10 comments on “Nassim Taleb’s Top 10 Life Tips
  • Ben, when I read this last weekend, I marked it in red, made copies and sent them to some people who would not read it otherwise.

    I think the best one-liner in there was “accept randomness”.

    I would, but I think it is also worth striving to understand it, not just accept it.

  • To #10:
    A friend of mine just interned at one of the most high-powered, big name PR firms in Boston and wrote a Intern Declaration of Rights for a local paper. I’ll send a link if it gets published.

  • Taleb takes his fulminating a step too far with some of his pronouncements. I think he does it for effect– he seems to be as much entertainer as anti-economist.

    I confess, though, I have frequently shared his opinion that almost all bankers are subhuman– R. Gordon Wasson is the only banker I ever found interesting, or who had anything interesting to say (although his most cherished ‘discovery’, that amanita muscaria is the soma of the Rig Veda, remains unconvincing).

    Also, I’d like to see some scientific evidence for the suitability of the paleolithic diet to modern humans. People have been cultivating cereals and pulses for nearly ten thousand years, plenty of time for our physiology to evolve adaptations to a grain and legume based diet.

    I can’t see that an animal protein-heavy diet suitable for a Cro-Magnon who lived 40,000 years ago in a vastly different environment from what most of us experience is necessarily appropriate today.

  • @ Williams, That’s the second time I’ve heard people call bankers ‘subhuman’, I guess I am too young to know why from little experience.

    @ Martha, They aren’t rules, they’re more like guidelines. Common sense that people generally forget when dealing with life.

    Number 7 seems a bit harsh, pessimism doesn’t underline ability, simply a barrier to overcome. Probably the least useful life tip. Number 8 seems a bit foolish and

    “1. Skepticism is effortful and costly. It is better to be sceptical about matters of large consequences, and be imperfect, foolish and human in the small and the aesthetic.”

    Probably my favorite.

  • What is he talking about in number 4? I understand that one should be dignified, but um, “for your execution” if properly parsed as correct English means “the planned event at which you are put to death.”

    Or maybe he means just “when you are doing stuff” then wear your best? (but not a tie, apparently).

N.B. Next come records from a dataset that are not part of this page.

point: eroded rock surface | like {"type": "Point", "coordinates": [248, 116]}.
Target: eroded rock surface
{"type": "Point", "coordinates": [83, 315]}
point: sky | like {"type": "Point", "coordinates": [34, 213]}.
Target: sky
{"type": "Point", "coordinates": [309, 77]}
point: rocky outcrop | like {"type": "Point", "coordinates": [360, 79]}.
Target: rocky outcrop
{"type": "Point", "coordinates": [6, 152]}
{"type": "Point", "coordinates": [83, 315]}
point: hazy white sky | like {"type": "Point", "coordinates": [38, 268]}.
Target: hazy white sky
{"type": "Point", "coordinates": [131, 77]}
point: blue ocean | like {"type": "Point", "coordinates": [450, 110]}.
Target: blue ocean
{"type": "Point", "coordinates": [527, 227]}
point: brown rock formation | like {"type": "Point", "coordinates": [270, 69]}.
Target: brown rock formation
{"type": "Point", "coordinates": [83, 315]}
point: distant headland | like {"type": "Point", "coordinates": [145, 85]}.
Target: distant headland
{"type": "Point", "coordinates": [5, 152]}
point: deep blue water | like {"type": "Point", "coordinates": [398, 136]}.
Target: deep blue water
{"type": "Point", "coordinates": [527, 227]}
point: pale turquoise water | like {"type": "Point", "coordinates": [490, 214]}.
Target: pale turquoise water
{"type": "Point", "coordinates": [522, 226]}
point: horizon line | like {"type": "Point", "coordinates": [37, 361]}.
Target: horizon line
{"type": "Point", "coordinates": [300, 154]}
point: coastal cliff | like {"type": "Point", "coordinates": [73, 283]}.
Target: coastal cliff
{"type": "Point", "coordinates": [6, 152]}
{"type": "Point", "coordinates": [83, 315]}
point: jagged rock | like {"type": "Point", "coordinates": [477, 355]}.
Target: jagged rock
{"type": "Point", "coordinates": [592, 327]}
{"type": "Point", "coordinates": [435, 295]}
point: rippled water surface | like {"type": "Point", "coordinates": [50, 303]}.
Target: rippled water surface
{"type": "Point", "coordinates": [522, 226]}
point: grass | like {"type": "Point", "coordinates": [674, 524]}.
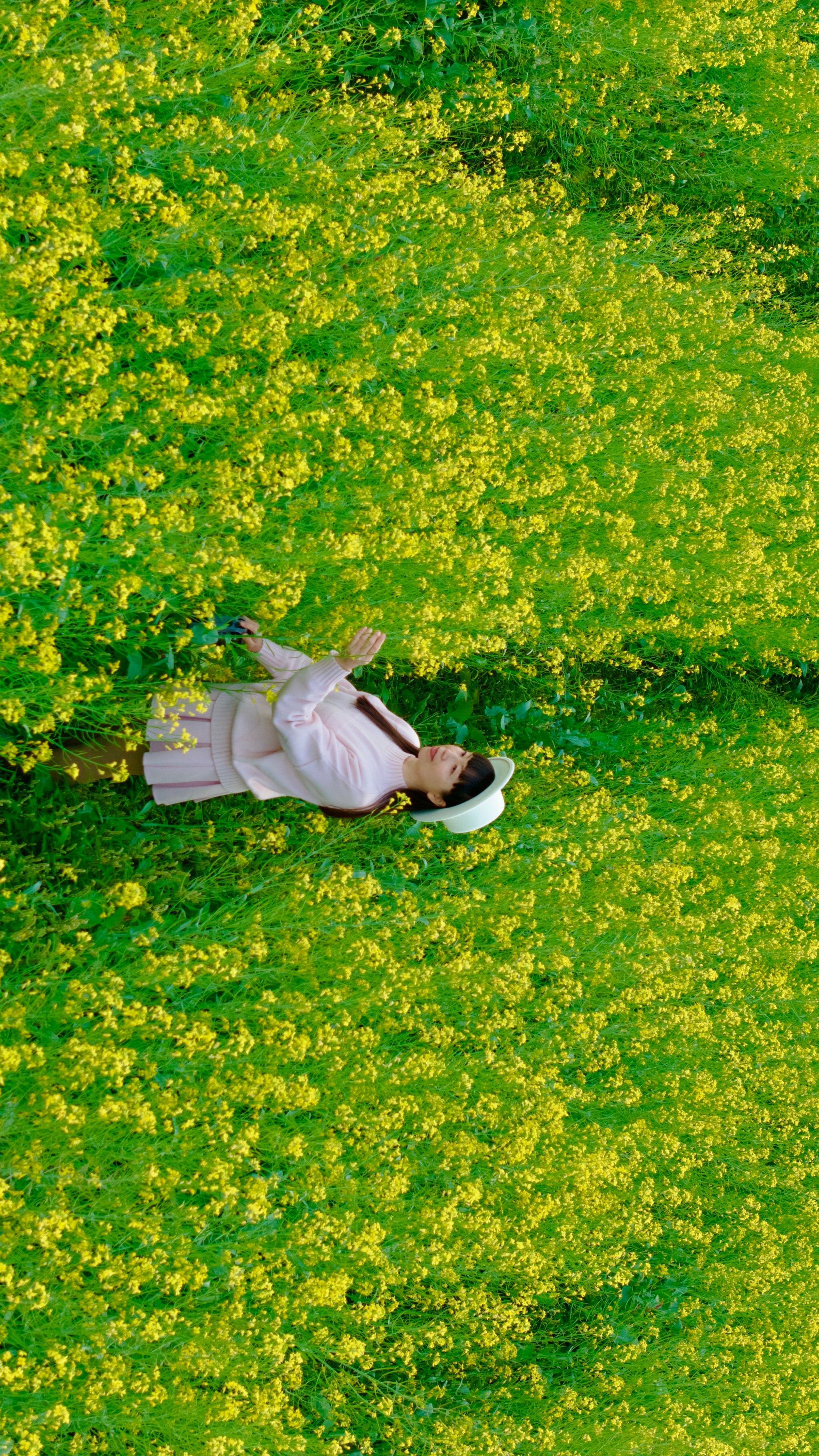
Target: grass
{"type": "Point", "coordinates": [360, 1138]}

    Or maybe he is talking about metaphorical executions, like firings? (as if one would know in advance and be able to plan a wardrobe for that one)..

    Or maybe he lives in a country where people regularly get scheduled for execution?

    WTF is he talking about?

  • Calm down Mark. Obviously taking about metaphorical executions like firings and termination. I think his point was like a manager being set before a board of trustees to tell him hes finished.

  • Ben:

    Great stuff. Nassim is an interesting fellow, and like many of his genius brethren, a bit on the edge. Although Nassim’s rules might not fit everyone’s idea of how to be successful, they seem to be working for him. Imitation is the sincerest form of flattery, and maybe following Nassim’s lead can take a hopeful entrepreneur down the path to health, wealth, and happiness?

  • Good stuff. I particularly like #4. An important topic about risk that isn’t given much air time by entrepreneurs or journalists.

    It might be interesting to hear your thoughts on what defines ‘elegant behavior.’

    I would add when in doubt, spend time with your family. They’ll be there for you when you really need support.

    Taking risks and starting several new things can also pay off in the long run. Andreessen has an interesting post on frequency of attempts vs. quality of an attempt.

    The post is called: Age and The Entrepreneur:

    http://tinyurl.com/25ropj

  • Ben, I loved these quotes so I went out to B&N on my day off and bought the book (“The Black Swan”), which I have begun reading. Taleb has a beautiful writing style and speaks very poignantly about his childhood in Lebanon.